Y así sucedió. La tercera vela confesó: "Yo soy el amor. Pero los hombres
son malos e incapaces de amar: sólo tengo que dejarme apagar. De repente, un
niño apareció en la habitación y gritó: "Tengo miedo a la oscuridad.
Entonces la cuarta vela dijo: "No llores. Permaneceré encendida y te
permitiré reavivar las otras velas con mi luz: soy la esperanza". En esta
historia, un niño está en el centro, como el Jesús recién nacido del texto
evangélico (Lc 2,22-40): es él quien hace brillar de nuevo las velas apagadas.
Él es quien hace que las velas apagadas vuelvan a brillar. Sí, porque las
tinieblas se extienden sobre la historia, apagando las luces de la paz, el don
siempre anhelado, de la fe que amplía los horizontes y del amor que calienta la
vida.
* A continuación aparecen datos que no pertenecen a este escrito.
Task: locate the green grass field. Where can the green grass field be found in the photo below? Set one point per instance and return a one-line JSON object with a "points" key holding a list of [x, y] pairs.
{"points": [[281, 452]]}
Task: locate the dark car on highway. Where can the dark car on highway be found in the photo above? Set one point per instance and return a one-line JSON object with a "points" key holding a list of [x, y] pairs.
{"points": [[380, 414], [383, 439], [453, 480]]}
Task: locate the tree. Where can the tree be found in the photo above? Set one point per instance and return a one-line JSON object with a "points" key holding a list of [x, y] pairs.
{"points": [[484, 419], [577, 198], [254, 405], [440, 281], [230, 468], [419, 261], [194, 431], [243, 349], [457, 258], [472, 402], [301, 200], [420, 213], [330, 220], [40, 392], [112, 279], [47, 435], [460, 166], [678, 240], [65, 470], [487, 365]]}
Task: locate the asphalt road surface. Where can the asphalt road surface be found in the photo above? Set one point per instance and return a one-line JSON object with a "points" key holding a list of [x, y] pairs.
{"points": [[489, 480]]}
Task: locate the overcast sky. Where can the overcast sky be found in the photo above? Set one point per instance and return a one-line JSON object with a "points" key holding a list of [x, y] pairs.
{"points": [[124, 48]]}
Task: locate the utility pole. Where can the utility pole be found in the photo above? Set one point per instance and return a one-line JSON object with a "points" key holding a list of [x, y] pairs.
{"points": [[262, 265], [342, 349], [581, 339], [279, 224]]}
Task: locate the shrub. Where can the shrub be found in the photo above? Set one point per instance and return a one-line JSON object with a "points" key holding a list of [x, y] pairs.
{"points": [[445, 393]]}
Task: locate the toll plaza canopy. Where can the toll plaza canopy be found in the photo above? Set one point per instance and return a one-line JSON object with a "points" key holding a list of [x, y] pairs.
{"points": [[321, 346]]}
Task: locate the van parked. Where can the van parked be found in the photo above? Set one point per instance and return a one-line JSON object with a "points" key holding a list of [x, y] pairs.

Queda el último hilo de luz, el de la vela de la esperanza. El niño se
dirige a ella para devolver a la vida la paz, la fe y el amor.
La
sucesión de símbolos ligados a las velas de Adviento sigue en la tercera y
cuarta un orden inverso al de esta parábola. En la corona de Adviento es el
amor el que cierra el círculo y brilla en último lugar, porque realiza la
esperanza. La historia judía parte de un punto de vista humano, que necesita la
esperanza para sobrevivir a la oscuridad, mientras que la Navidad es la certeza
de que la divinidad viene entre nosotros y nos salva. Con la Navidad, es el
amor el que reina, sobre todo, barriendo toda duda e incertidumbre.